Support Legislation Reinforcing the 2024 Conservation and Landscape Health Rule
11 so far! Help us get to 25 signers!
I am writing to urge you to support and reinforce the Bureau of Land Management's 2024 Conservation and Landscape Health Rule through legislation. This rule does not threaten ranching on federal lands. Instead, it provides the framework necessary to ensure ranching can continue sustainably into the future by restoring the soil health and water resources that livestock operations depend on.
The Federal Land Policy and Management Act of 1976 established that conservation, land health, watershed protection, and wildlife habitat legally stand on equal footing with grazing, mining, and energy development. The 2024 Rule simply clarifies and enforces these existing legal requirements. It did not create new priorities but attempted to honor a mandate Congress established nearly fifty years ago.

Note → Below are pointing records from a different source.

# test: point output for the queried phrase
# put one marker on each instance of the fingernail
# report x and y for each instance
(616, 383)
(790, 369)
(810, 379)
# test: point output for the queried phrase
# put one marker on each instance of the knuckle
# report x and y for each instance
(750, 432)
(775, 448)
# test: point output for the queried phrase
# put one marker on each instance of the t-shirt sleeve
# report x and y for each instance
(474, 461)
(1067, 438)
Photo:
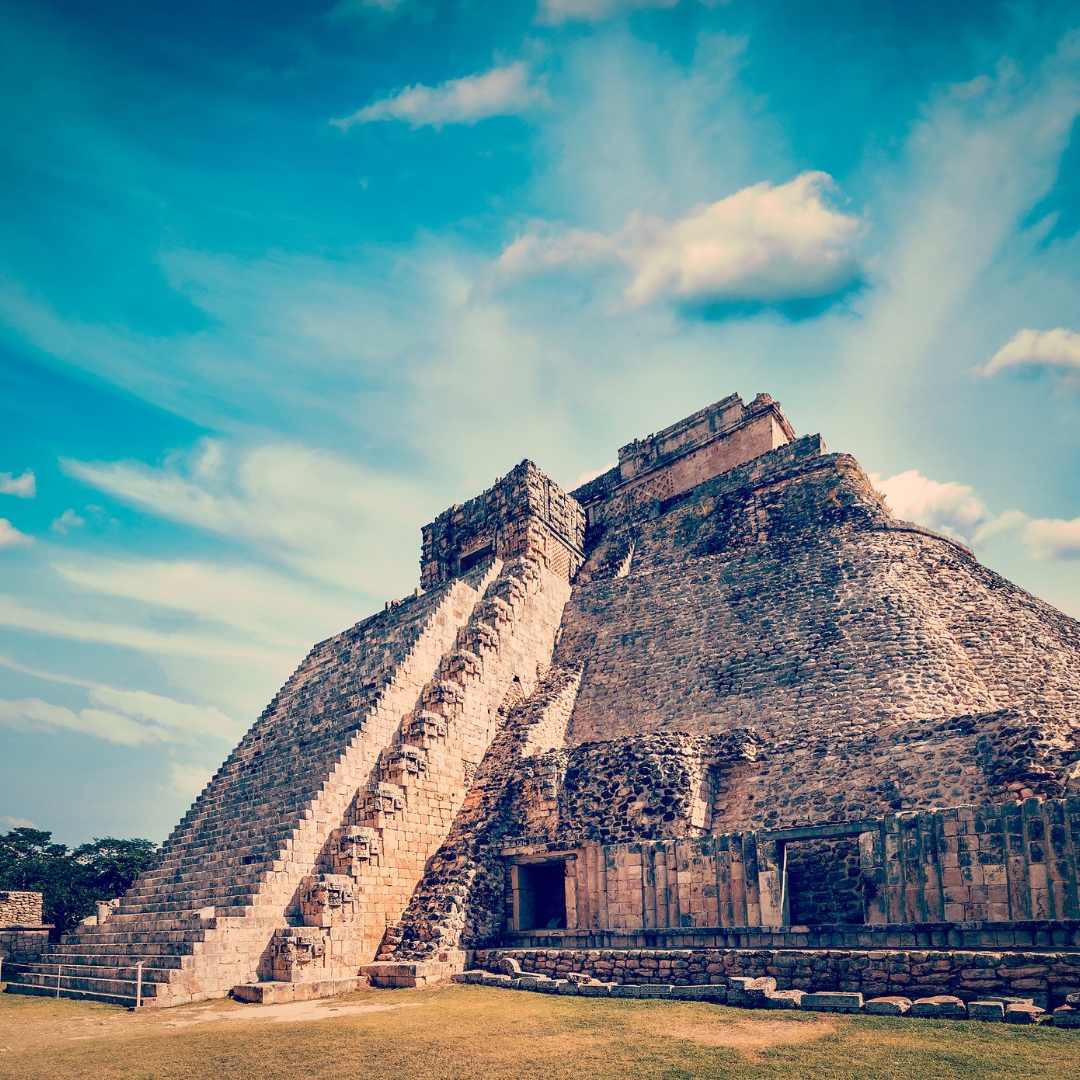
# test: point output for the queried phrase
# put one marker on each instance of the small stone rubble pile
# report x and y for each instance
(761, 993)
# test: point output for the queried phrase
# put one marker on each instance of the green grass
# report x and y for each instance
(461, 1033)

The current situation on Western public lands is unsustainable. Over 56 million acres of public land fail to meet land health standards, primarily due to chronic livestock overgrazing. Streams are degraded, waterways are overheated, and sage grouse populations continue declining. These are not abstract environmental concerns. They represent the deterioration of the very resources that ranching operations need to survive.

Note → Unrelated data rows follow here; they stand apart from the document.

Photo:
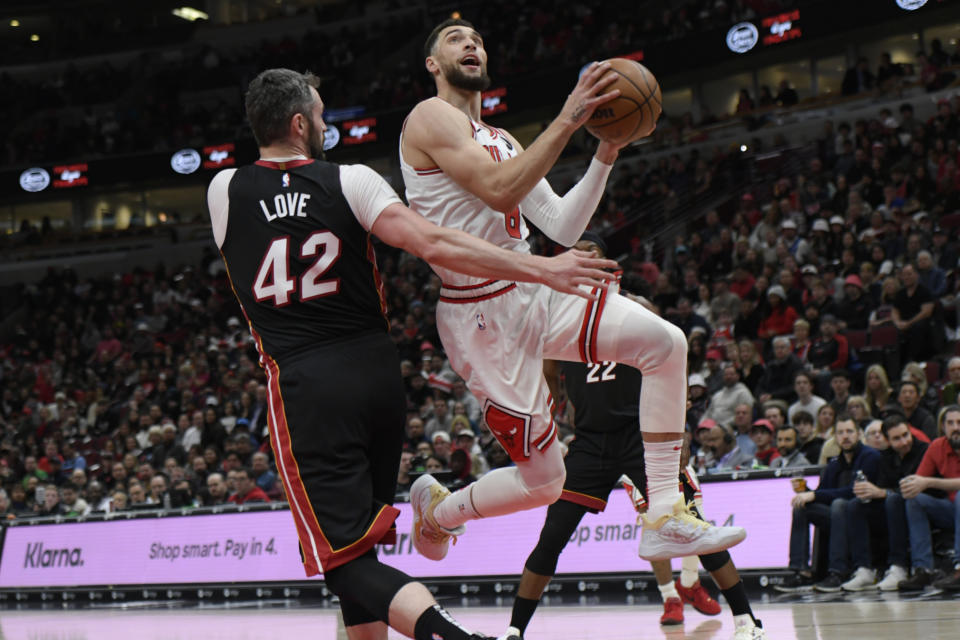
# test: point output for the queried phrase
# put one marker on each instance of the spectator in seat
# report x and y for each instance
(788, 450)
(951, 390)
(724, 402)
(247, 489)
(777, 381)
(809, 442)
(780, 318)
(742, 423)
(898, 461)
(840, 390)
(931, 276)
(722, 447)
(761, 432)
(825, 427)
(216, 491)
(829, 352)
(264, 476)
(803, 386)
(50, 506)
(939, 471)
(71, 504)
(917, 373)
(913, 315)
(853, 312)
(801, 341)
(877, 389)
(858, 79)
(826, 507)
(908, 399)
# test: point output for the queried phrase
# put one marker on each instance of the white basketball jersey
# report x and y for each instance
(435, 196)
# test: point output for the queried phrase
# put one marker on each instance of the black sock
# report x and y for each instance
(523, 609)
(736, 597)
(436, 624)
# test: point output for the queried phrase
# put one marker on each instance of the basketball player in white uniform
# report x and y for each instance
(462, 173)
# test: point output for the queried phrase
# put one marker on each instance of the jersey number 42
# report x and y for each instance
(273, 281)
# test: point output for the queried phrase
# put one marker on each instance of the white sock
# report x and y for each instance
(668, 591)
(743, 620)
(456, 509)
(689, 573)
(663, 476)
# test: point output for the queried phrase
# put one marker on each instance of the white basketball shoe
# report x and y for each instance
(682, 533)
(430, 539)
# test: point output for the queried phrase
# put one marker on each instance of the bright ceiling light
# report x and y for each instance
(189, 13)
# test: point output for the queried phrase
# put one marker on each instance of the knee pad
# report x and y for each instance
(367, 580)
(713, 561)
(355, 613)
(543, 479)
(562, 520)
(548, 493)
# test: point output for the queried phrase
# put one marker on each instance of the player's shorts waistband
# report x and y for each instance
(463, 294)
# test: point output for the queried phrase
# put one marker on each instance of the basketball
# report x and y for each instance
(633, 114)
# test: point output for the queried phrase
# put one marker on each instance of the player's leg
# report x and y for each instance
(562, 520)
(672, 603)
(502, 365)
(616, 329)
(389, 595)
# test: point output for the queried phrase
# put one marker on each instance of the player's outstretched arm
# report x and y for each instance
(439, 132)
(451, 249)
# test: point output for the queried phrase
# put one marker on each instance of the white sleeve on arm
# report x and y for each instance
(367, 193)
(218, 201)
(564, 219)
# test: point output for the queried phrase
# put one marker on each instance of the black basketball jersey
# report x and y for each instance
(605, 395)
(300, 262)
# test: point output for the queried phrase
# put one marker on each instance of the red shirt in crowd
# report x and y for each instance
(940, 461)
(255, 495)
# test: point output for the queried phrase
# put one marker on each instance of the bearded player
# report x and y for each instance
(462, 173)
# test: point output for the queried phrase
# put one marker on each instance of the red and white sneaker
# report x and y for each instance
(697, 595)
(430, 539)
(682, 533)
(672, 611)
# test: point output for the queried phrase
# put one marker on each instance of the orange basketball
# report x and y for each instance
(633, 114)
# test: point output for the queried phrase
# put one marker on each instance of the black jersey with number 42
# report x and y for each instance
(300, 262)
(605, 395)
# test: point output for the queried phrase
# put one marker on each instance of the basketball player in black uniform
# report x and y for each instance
(300, 260)
(608, 445)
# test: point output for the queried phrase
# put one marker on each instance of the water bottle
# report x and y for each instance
(861, 477)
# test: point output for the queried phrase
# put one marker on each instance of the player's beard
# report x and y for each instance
(460, 80)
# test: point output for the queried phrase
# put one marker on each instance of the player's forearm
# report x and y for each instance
(463, 253)
(944, 484)
(564, 219)
(513, 179)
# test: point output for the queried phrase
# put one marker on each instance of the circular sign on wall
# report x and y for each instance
(185, 161)
(742, 37)
(330, 137)
(34, 179)
(911, 5)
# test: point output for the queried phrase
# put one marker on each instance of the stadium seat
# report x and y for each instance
(883, 336)
(857, 338)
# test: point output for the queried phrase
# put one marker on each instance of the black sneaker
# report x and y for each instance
(831, 584)
(921, 578)
(797, 583)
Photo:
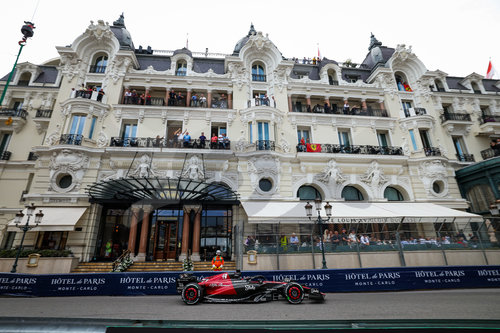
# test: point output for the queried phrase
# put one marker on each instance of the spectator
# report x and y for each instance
(336, 239)
(294, 242)
(202, 138)
(100, 95)
(364, 240)
(187, 139)
(213, 141)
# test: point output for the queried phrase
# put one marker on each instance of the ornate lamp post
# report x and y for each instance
(27, 31)
(320, 221)
(30, 210)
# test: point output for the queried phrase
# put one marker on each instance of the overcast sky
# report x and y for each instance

Continuing past practices that have tradition behind them but not science will make ranching on federal lands impossible in the future. Degraded soil produces less forage. Diminished stream flows reduce water availability. The 2024 Rule represents the minimum action needed to protect federal lands and help them recover from decades of overuse. It is not anti-ranching. It is pro-sustainability.

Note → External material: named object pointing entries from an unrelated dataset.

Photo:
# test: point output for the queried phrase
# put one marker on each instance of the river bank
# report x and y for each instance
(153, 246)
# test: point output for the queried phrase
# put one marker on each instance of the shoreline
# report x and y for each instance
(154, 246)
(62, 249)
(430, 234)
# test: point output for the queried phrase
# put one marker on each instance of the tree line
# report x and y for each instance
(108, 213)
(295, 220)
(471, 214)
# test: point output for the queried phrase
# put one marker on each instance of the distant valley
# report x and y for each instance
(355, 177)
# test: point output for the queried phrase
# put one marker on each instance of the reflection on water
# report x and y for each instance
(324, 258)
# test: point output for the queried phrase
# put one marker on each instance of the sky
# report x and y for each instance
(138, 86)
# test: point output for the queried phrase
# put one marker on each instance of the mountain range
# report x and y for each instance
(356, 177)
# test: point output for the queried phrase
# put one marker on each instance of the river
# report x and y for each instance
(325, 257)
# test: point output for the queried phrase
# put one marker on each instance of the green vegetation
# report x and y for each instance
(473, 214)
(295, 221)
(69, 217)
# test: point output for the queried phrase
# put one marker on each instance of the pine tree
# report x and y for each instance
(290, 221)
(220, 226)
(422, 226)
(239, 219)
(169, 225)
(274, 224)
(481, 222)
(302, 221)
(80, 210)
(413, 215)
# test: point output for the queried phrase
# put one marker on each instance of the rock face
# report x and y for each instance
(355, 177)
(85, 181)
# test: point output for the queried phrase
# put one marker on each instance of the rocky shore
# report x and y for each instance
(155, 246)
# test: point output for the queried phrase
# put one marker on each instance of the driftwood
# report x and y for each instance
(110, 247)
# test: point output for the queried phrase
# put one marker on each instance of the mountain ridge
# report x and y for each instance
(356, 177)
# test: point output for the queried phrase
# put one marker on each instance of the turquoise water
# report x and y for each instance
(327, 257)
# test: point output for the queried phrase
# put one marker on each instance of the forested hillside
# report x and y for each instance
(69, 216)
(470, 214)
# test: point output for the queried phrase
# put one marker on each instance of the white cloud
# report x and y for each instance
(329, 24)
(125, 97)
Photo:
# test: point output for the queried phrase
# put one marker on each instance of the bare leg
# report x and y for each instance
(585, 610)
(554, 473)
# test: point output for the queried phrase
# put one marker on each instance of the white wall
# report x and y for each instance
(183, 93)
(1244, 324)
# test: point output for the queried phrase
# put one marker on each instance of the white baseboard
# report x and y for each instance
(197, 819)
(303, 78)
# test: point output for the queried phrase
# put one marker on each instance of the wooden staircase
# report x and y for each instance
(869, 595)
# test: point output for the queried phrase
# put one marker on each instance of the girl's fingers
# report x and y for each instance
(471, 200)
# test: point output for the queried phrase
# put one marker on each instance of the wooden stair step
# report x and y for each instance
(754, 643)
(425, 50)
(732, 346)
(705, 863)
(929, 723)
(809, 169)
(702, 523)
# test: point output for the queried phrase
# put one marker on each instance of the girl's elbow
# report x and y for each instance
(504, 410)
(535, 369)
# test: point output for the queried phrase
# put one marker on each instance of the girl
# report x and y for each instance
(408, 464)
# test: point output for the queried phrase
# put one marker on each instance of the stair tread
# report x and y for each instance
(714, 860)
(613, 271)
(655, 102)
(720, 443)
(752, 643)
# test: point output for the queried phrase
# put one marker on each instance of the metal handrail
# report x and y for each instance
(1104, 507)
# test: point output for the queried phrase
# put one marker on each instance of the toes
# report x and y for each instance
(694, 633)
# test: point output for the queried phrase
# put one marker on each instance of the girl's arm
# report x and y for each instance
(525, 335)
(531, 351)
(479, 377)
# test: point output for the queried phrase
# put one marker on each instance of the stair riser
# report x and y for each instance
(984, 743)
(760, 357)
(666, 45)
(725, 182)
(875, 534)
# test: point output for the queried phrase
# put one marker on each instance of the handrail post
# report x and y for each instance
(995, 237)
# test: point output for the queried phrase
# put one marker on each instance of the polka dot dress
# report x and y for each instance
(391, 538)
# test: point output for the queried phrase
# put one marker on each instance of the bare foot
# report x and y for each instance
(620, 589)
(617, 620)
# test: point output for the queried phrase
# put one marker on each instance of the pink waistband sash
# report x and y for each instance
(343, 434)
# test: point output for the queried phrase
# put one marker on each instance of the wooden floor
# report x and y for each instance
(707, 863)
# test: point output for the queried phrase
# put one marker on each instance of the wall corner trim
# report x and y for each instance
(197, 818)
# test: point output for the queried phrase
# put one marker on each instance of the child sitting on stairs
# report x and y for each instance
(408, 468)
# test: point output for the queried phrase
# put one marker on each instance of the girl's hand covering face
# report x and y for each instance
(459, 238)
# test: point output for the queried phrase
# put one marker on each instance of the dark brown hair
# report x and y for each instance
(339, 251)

Major agricultural organizations including the American Farm Bureau Federation, National Cattlemen's Beef Association, and Public Lands Council are working to eliminate this Rule. Their opposition protects a system where grazing receives preferential treatment through federal subsidies and regulatory exemptions, but it does not protect the long-term viability of ranching itself.
I ask you to support legislation that reinforces the 2024 Conservation and Landscape Health Rule and ensures BLM can fulfill its legal mandate under FLPMA. Our public landscapes must be shaped by ecological reality and sound science, not by industry pressure that prioritizes short-term interests over long-term sustainability.